Water conservation, what’s that?

Sir,

Congratulations on the content of last Saturday’s editorial (‘How one man put the whole state to shame’), particularly the final sentence.  As an Australian, I am “shocked and stunned” (to quote our beloved Dame Edna!), at the Cypriot Government’s ‘finger in the dyke’ policies regarding water resources.

In the five years since first visiting this beautiful island I have been unaware of any initiative by the authorities regarding large-scale reforestation, public education on water conservation, use of native plants, guttering, water butts or grey-water recycling.
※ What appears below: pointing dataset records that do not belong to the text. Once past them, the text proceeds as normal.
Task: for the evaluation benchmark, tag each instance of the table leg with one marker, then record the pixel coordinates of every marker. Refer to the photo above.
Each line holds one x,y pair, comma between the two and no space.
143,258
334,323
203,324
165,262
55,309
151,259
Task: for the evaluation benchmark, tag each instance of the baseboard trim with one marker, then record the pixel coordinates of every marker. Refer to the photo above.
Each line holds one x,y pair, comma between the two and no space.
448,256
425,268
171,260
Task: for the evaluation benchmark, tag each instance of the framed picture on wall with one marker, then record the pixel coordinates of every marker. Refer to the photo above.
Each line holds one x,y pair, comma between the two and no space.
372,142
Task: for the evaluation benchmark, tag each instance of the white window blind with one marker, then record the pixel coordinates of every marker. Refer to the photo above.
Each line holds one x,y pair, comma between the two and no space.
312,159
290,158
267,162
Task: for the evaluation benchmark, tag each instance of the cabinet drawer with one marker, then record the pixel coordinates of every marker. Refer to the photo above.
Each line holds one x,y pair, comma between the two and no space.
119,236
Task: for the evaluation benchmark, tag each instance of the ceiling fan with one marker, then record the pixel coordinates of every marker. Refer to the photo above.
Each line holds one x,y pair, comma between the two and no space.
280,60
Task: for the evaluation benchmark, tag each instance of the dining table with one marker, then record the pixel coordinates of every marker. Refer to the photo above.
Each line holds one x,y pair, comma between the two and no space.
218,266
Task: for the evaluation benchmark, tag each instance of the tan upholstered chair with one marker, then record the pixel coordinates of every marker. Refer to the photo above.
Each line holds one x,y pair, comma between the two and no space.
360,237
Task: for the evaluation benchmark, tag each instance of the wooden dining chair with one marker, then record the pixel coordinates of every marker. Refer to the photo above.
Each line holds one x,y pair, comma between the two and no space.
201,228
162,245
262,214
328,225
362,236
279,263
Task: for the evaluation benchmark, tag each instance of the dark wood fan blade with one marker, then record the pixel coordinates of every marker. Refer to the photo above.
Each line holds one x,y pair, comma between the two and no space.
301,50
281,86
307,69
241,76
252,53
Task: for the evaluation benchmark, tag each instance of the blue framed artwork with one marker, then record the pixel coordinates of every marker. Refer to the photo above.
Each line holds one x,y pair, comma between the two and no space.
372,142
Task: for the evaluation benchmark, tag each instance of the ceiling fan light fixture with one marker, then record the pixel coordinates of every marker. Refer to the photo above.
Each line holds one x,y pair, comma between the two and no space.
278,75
It saddens me that even now my well-educated neighbour is using copious quantities of water to wash her patio and refresh her beautiful ‘European-style’ lawned garden.  She is not using water that has been saved from the shower, or washing up, it is fresh water, straight from the hose! Our local council has the sprinklers on in the heat of the day on several of the grassed roundabouts and even outside the local museum!

In Australia, where we’ve been in drought for the last seven years, we are allowed to use sprinklers for ten minutes between 6pm and 6am, twice a week on an odd/even house number basis.  Use of hoses has long since been banned and woe betide anyone who would dare to flout these and other laws relating to water conservation!  And privately-owned bores are subject to the same restrictions as mains water.

In Cyprus, as elsewhere, desalination plants can never be the full answer because they are extremely expensive to run: does anyone here wonder where the required power is going to come from and how much it will cost?

When the Cyprus landscape becomes totally barren, resulting in food having to be imported and tourists preferring to holiday in other prettier, shady, treed places and when the cost of providing water becomes prohibitively expensive then maybe the government will acknowledge its lack of forethought and planning.

Unfortunately, Cyprus, there is a long, hard road ahead to restore this country to its former beauty.